As we all know, when CPU accesses memory, it needs to know the specific address of accessing memory. Memory unit is the basic unit of memory. Each memory unit has a unique address in memory, which is the physical address. The interaction between CPU and memory has three buses, namely, the data bus, the control bus and the address bus.

CPU feeds the physical address into memory through the address bus, so how does the CPU form the physical address? This will be the focus of our next discussion.

Now, let's first discuss the structural issues related to 8086 CPU.

Cxuan has been talking to you for such a long time, you should know that 8086 CPU is a 16-bit CPU, so what is a 16-bit CPU?

You may have heard this answer roughly. 16-bit CPU means that CPU can process 16-bit data at a time. Being able to answer this question means that your bottom level is good, but it is not comprehensive enough. In fact, 16-bit CPU refers to

The arithmetic unit inside CPU can process up to 16 bits of data at a time.

The arithmetic unit is actually ALU, the operation control unit. It is one of the three core devices in CPU, which is mainly responsible for the operation of data.

The maximum width of the register is 16 bits

The maximum width of this register is worth the maximum number of binary digits that the general register can handle.

The path between the register and the arithmetic unit is 16 bits

This refers to the bus between the register and the arithmetic unit, which can transmit 16 bits of data at a time.

Well, now you know why it's called a 16-bit CPU.

After you know the answer to the above question, let's talk about how to calculate the physical address.

8086 CPU has a 20-bit address bus, and each bus can transmit one-bit addresses, so 8086 CPU can transmit 20-bit addresses, that is, 8086 CPU can achieve the addressing power of 2 ^ 20, that is, 1MB. 8086 CPU is also a 16-bit structure. from the structure of 8086 CPU, it can only transmit 16-bit addresses, that is, 2 ^ 16 power, that is, 64 KB, so how can it achieve the addressing capability of 1MB?

It turns out that the interior of 8086 CPU uses two 16-bit addresses to transmit a 20-bit physical address, as shown in the following figure

Describe the process described in the figure above

The related components in CPU provide two addresses: segment address and offset address, both of which are 16-bit, and they are transformed into 20-bit physical addresses through the address adder, which is the physical address passed to memory by the input and output control circuit, thus completing the translation of physical addresses.

The address adder uses the physical address = segment address * 16 + offset address to synthesize the physical address with the segment address and the offset address.

The following is the workflow of the address adder

In fact, the segment address * 16 is to move 4 bits to the left. In the above description, the physical address = segment address * 16 + offset address is actually a concrete implementation of the basic address + offset address = physical address addressing mode. The base address is actually equal to the segment address * 16.

You may not be clear about the concept of paragraph, so let's discuss it.

What is a paragraph?

The concept of segment often appears in the operating system, such as in memory management, the operating system will divide different data into segments to store, such as code segment, data segment, bss segment, rodata segment and so on.

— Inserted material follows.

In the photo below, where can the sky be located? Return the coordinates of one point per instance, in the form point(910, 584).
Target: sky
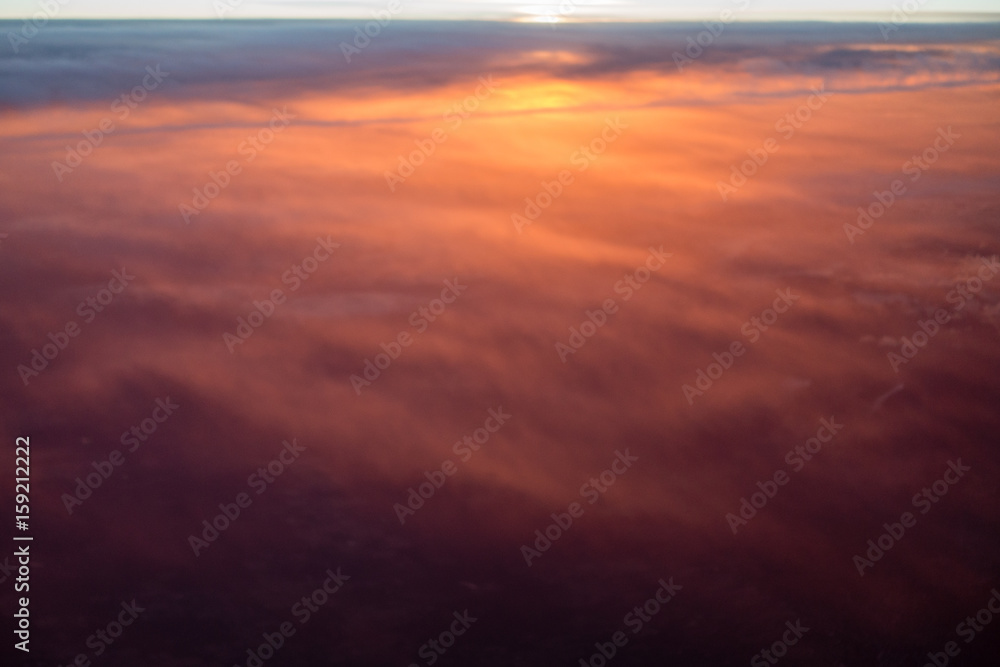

But these partitions are not done by memory. Cxuan tells you who did it. It is actually done by Boss CPU behind the scenes, and memory is used as an object of condemnation.

In fact, the memory is not segmented, the segmentation is entirely done by CPU. As mentioned above, the physical address of the memory unit is given by the basic address + offset address = physical address, so that we can manage CPU by segments.

As shown in the figure

This is a schematic diagram of two 16-KB programs being loaded into memory, and you can see that the segment addresses of both programs are 16380.

It should be noted that the 8086 CPU segment address is calculated as the segment address * 16, so the addressing capacity of 16 bits is 2 ^ 16, so the length of a segment is 64 KB.

Segment register

Cxuan just briefly introduced the concept of segment register for you above, and the introduction of segment register is a little shallow, and the introduction of segment register does not introduce the true face of the segment. Now I will introduce it in detail for you. I believe that after reading the concept of the above section, the segment register is also easy.

We mentioned the concept of related components in the diagram that synthesizes physical addresses, which are actually segment registers, namely CS, DS, SS, ES. When 8086 CPU accesses memory, these four registers provide the segment address of the memory unit.

CS register

If you want to talk about CS registers, then IP registers are the ones you can't get around. CS and IP are both very important registers for 8086 CPU, and they indicate the address of the instruction that CPU currently needs to read.

The full name of CS is Code Segment, or code register, while the full name of IP is Instruction Pointer, or instruction pointer. Now you know why these two appeared together!

In 8086 CPU, what is pointed to by CS:IP is executed as an instruction. As shown in the following figure

Explain the picture above.

In CPU, the segment address is provided by CS and IP, and the adder is responsible for converting to the physical address, the input and output control circuit is responsible for input / output data, the instruction buffer is responsible for buffering instructions, and the instruction executor is responsible for executing instructions. There is a continuous storage area in memory where machine code is stored inside and addresses and assembly instructions are stored on the outside.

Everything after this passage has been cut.